Antônio, auxiliar de serviços gerais de uma multinacional, nos dias de limpeza, passa a observar uma escultura colocada na mesa de seu chefe. Com o tempo, o desejo de ter aquele objeto fica incontrolável, razão pela qual ele decide subtraí-lo.
Como Antônio não tem acesso livre à sala onde a escultura fica exposta, utiliza-se de uma chave adaptável a qualquer fechadura, adquirida por meio de um amigo chaveiro, que nada sabia sobre suas intenções. Com ela, Antônio ingressa na sala do chefe, após o expediente de trabalho, e subtrai a escultura pretendida, colocando-a em sua bolsa.
Após subtrair o objeto e sair do edifício onde fica localizada a empresa, Antônio caminha tranquilamente cerca de 400 metros. Apenas nesse momento é que os seguranças da portaria suspeitam do ocorrido. Eles acham estranha a saída de Antônio do local após o expediente (já que não era comum a realização de horas extras), razão pela qual acionam policiais militares que estavam próximos do local, apontando Antônio como suspeito. Os policiais conseguem alcançá-lo e decidem revistá-lo, encontrando a escultura da sala do chefe na sua bolsa.
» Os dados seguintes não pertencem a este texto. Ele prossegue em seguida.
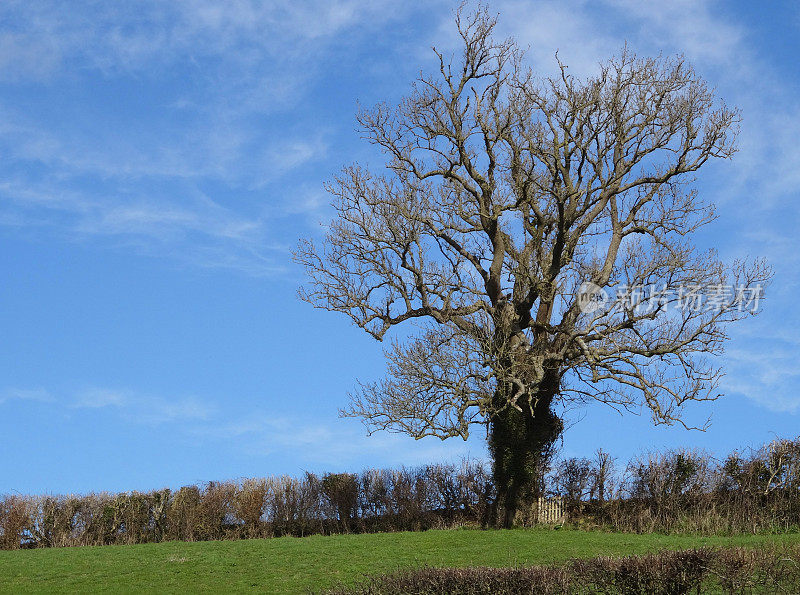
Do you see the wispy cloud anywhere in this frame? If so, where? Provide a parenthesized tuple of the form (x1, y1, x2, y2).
(0, 387, 53, 405)
(189, 414, 483, 469)
(723, 346, 800, 414)
(0, 385, 481, 468)
(70, 388, 215, 425)
(0, 176, 286, 275)
(0, 1, 414, 274)
(0, 386, 215, 425)
(0, 1, 412, 81)
(604, 0, 744, 68)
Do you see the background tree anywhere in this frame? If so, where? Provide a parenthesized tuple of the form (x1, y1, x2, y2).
(590, 449, 615, 503)
(553, 457, 592, 516)
(296, 7, 770, 527)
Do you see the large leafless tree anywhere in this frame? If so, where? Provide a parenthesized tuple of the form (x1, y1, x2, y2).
(296, 8, 770, 526)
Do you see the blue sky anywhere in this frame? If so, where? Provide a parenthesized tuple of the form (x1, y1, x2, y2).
(1, 0, 800, 495)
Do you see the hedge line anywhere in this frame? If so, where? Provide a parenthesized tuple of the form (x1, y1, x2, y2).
(330, 547, 800, 594)
(4, 436, 800, 549)
(0, 462, 492, 549)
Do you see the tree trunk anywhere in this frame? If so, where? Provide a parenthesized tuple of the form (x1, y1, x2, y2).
(488, 387, 563, 528)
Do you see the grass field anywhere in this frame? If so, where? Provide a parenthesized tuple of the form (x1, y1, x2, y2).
(2, 528, 799, 593)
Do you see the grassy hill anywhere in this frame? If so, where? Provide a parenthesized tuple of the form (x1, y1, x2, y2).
(2, 528, 799, 593)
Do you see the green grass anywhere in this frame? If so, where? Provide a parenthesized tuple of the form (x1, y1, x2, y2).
(1, 529, 799, 593)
Preso em flagrante, Antônio é conduzido até a Delegacia de Polícia.
Antônio, então, é denunciado e regularmente processado. Ocorre que, durante a instrução processual, verifica-se que a escultura subtraída, apesar de bela, foi construída com material barato, avaliada em R$ 250,00 (duzentos e cinquenta reais), sendo, portanto, de pequeno valor. A FAC (folha de antecedentes criminais) aponta que Antônio é réu primário.
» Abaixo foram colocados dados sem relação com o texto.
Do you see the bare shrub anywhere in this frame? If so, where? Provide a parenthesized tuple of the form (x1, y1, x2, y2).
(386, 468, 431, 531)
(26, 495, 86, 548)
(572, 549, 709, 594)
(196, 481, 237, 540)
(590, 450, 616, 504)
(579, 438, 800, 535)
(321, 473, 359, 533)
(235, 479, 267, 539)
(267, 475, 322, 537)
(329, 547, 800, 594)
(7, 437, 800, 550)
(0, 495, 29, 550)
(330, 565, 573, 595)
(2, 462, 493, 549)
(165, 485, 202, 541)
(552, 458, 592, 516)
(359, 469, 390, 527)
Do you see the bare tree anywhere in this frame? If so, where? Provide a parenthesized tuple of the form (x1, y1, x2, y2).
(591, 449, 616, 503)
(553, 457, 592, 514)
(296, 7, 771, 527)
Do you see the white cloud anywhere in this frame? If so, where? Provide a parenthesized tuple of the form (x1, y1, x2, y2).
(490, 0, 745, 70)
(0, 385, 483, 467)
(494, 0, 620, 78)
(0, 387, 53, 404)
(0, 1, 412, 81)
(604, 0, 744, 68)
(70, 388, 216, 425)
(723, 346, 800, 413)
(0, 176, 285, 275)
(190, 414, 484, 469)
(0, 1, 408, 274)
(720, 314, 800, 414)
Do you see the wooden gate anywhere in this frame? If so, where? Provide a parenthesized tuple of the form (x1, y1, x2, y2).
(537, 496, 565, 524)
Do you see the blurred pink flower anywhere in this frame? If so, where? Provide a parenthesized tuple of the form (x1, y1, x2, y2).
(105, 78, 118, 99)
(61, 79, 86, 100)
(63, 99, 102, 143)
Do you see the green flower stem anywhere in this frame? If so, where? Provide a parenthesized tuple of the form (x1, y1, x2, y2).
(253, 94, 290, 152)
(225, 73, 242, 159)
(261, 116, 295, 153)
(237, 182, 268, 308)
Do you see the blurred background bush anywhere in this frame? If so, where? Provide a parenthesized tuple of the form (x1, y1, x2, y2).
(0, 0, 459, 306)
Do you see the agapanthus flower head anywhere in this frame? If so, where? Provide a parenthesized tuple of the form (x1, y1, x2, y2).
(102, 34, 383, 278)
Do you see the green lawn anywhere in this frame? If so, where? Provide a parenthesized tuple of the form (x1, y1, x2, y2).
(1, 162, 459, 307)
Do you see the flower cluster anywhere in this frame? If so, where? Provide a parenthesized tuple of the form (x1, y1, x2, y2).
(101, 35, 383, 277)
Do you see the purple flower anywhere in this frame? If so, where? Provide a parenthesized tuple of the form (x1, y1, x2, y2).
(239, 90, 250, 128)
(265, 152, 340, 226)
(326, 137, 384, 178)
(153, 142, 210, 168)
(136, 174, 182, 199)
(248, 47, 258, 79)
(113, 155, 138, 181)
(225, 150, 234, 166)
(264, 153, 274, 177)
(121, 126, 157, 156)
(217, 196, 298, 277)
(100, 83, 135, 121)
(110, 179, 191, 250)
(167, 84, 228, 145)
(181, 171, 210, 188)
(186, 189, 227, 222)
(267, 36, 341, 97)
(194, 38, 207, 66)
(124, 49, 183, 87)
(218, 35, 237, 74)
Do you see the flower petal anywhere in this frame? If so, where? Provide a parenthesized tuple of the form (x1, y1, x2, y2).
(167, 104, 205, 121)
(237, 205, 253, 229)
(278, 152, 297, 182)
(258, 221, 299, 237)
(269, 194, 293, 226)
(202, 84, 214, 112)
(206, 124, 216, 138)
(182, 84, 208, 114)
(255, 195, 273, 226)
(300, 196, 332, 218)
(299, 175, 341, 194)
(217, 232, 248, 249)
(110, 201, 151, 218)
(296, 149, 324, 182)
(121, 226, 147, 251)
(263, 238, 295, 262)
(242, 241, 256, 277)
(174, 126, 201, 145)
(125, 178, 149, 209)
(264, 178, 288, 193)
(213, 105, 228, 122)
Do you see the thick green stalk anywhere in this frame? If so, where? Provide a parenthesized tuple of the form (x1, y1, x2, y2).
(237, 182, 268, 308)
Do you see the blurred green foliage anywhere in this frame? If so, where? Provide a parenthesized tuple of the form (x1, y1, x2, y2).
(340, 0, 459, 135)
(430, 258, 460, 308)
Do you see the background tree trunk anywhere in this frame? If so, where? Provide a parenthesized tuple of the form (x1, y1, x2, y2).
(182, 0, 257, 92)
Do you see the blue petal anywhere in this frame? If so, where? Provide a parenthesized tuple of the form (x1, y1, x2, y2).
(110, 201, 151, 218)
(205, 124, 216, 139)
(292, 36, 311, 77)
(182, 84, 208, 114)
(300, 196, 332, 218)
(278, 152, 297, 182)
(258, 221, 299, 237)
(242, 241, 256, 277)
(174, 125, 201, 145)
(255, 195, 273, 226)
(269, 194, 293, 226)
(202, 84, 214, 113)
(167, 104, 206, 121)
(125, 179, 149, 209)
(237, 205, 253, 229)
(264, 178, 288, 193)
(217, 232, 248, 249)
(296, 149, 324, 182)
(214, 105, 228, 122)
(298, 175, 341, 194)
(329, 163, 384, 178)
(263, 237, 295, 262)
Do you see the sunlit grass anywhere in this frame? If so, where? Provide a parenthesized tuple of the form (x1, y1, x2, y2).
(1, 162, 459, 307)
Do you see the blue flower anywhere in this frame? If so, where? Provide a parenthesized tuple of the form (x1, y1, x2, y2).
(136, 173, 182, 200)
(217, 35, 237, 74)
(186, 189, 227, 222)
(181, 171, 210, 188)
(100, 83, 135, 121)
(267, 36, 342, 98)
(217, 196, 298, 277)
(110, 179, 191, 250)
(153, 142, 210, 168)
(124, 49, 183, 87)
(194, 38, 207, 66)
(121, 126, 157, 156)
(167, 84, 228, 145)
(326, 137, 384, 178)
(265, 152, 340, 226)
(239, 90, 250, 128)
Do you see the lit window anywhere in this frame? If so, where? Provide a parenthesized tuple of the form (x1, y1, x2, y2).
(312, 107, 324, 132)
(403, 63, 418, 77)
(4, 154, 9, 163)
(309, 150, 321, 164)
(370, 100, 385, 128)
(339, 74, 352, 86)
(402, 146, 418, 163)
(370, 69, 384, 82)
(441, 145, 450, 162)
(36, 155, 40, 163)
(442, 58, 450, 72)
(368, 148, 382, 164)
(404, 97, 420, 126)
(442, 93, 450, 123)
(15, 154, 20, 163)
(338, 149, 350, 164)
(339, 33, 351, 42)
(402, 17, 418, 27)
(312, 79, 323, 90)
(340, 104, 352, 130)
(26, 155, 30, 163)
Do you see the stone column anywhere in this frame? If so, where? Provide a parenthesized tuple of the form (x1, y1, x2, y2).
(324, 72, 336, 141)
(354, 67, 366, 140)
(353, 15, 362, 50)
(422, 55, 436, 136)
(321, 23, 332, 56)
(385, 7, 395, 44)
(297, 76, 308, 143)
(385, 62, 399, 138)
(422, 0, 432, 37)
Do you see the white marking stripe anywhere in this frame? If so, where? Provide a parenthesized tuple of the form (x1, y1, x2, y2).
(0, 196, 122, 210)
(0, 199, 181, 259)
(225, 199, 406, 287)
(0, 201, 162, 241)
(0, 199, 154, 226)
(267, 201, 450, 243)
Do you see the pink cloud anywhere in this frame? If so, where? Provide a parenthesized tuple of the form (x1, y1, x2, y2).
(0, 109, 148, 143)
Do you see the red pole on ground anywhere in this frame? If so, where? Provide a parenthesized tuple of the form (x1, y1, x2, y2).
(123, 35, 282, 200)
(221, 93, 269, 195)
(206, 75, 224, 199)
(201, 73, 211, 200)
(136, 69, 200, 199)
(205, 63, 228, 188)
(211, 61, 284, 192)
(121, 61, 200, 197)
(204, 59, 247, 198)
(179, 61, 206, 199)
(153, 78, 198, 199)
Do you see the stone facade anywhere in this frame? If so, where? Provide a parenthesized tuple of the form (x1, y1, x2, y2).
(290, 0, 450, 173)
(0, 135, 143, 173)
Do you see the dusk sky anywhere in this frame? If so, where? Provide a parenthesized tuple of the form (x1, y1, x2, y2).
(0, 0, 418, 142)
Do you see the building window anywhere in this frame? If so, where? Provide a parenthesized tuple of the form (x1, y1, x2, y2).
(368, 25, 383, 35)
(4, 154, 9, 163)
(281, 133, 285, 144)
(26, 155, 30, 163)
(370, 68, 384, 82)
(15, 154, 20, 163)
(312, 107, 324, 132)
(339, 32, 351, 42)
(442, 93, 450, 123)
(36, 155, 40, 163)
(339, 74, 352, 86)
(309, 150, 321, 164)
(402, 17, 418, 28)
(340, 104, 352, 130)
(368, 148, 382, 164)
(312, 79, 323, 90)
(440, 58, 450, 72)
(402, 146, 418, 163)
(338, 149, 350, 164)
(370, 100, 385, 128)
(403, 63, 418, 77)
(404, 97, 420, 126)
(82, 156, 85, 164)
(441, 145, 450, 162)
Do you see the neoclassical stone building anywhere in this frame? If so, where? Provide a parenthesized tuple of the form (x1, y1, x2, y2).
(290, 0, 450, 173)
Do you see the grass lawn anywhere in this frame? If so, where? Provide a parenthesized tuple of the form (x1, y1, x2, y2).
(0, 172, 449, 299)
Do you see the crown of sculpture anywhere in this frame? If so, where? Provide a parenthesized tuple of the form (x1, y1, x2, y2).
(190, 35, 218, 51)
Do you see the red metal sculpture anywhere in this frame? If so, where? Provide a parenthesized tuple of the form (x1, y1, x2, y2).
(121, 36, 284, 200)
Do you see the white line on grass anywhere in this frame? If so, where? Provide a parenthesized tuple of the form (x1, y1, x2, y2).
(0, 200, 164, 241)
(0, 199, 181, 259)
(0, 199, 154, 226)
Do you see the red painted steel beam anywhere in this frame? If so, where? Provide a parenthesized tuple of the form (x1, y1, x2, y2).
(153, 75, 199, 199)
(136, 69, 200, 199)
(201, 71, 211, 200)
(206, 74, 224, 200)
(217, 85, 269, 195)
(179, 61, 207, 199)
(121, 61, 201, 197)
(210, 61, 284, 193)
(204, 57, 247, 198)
Ao final da instrução, em que foram respeitadas todas as exigências legais, o juiz, em decisão fundamentada, condena Antônio a 2 (dois) anos de reclusão pela prática do crime de furto qualificado pela utilização de chave falsa, consumado, com base no artigo 155, § 4º, III, do CP.
Nesse sentido, levando em conta apenas os dados contidos no enunciado, responda aos itens a seguir.
A) É correto afirmar que o crime de furto praticado por Antônio atingiu a consumação? Justifique.
B) Considerando que Antônio não preenche os requisitos elencados pelo STF e STJ para aplicação do princípio da insignificância, qual seria a principal tese defensiva a ser utilizada em sede de apelação? Justifique.
a) O crime de furto praticado por Antonio foi consumado. O entendimento do STF quanto a consumação do furto é de que a posse tranqüila da “res furtiva” é dispensável, adotando a teoria da amotio ou aprehensio para a consumação do fruto.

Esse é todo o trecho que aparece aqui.